Direktur IKM Kimia, Sandang, dan Kerajinan, Budi Setiawan, mengatakan bahwa batik cap dipilih karena proses produksinya relatif lebih sederhana dan cepat dibandingkan batik tulis, serta harga jualnya yang terjangkau masyarakat, sehingga cocok dijadikan keterampilan awal bagi santri.

“Dalam bimtek ini kami juga mengajarkan peserta membuat canting batik cap berbahan kertas karton. Dengan demikian, ponpes bisa mengurangi ketergantungan alat dari luar daerah sekaligus menekan biaya produksi,” ucap Budi.

Sementara itu Pimpinan Yayasan Darul Fattah Lampung, Aryasin menyampaikan, Pesantren Darul Fattah telah memiliki beberapa unit usaha untuk memenuhi kebutuhan internal, namun belum mengembangkan usaha batik meskipun kebutuhan seragam batik selalu ada setiap tahunnya.
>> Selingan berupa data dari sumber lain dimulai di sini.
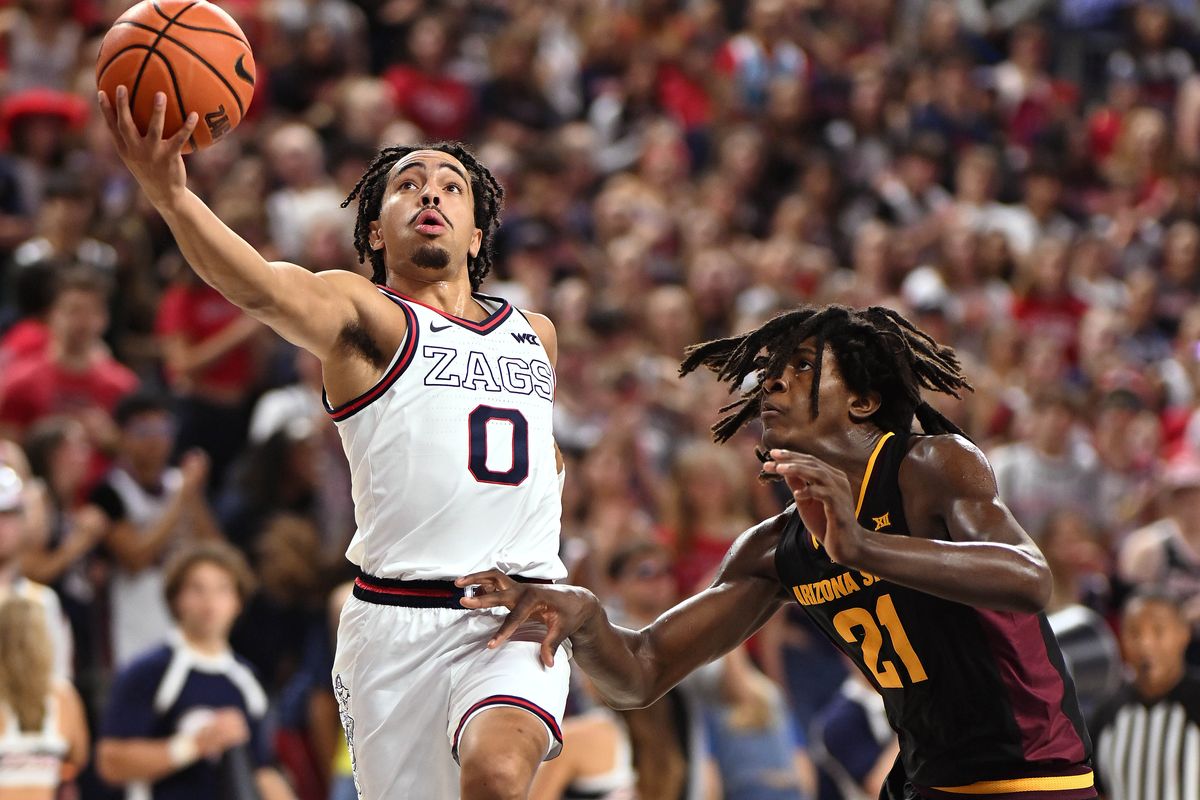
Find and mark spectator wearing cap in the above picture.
[0,0,84,94]
[715,0,809,114]
[0,86,88,213]
[96,542,293,800]
[809,668,900,800]
[8,172,116,281]
[383,14,475,139]
[216,417,324,553]
[991,387,1097,535]
[1006,158,1078,255]
[0,465,72,681]
[1088,588,1200,800]
[1117,452,1200,647]
[91,392,221,668]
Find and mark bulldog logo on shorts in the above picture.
[334,675,362,798]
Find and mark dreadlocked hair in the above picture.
[342,142,504,291]
[679,306,973,441]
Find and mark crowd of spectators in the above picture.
[0,0,1200,800]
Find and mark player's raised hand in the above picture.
[455,570,600,667]
[762,450,866,566]
[100,86,199,209]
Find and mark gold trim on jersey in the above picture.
[854,431,895,519]
[934,771,1096,794]
[809,431,895,548]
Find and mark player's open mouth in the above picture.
[416,210,446,234]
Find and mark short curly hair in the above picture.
[342,142,504,291]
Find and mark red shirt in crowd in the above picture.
[1013,294,1087,363]
[155,283,254,390]
[0,319,50,363]
[383,65,474,140]
[0,353,138,429]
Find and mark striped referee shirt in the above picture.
[1091,673,1200,800]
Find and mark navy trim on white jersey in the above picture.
[320,291,420,422]
[376,283,512,336]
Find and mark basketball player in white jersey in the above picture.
[100,88,568,800]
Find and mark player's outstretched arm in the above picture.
[763,435,1051,613]
[456,517,786,709]
[100,86,368,359]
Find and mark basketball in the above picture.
[96,0,254,152]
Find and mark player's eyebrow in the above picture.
[392,158,470,184]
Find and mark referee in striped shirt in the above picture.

Bahkan sebagian besar bahan baku dan peralatan batik masih dipasok dari Pulau Jawa.

Dengan adanya bimtek ini, diharapkan dapat memberikan keterampilan nyata kepada para peserta sehingga Ponpes Darul Fattah dapat mandiri dalam penyediaan kebutuhan seragam batik, tidak hanya untuk memenuhi kebutuhan internal pesantren tetapi juga untuk memperluas akses pasar hingga ke tingkat nasional bahkan internasional,” ucap Aryasin.

Pada kesempatan yang sama, Ketua Bidang Pengembangan SDM Yayasan Batik Indonesia (YBI), Titik Imawati menyampaikan apresiasi kepada Kementerian Perindustrian atas dukungannya dalam menjaga budaya batik yang telah ditetapkan UNESCO sebagai warisan budaya tak benda. “Penetapan ini perlu kita tindaklanjuti bersama untuk menjaga dan melestarikan batik agar tetap lestari di Indonesia. Adapun Perayaan Hari Batik Nasional (HBN) 2025 yang akan dilaksanakan pada 2 Oktober hingga 30 November 2025 bekerja sama dengan Museum Tekstil, dengan mengangkat tema Batik Merawit,” ucap Titik.

Demikian siaran pers ini untuk disebarluaskan.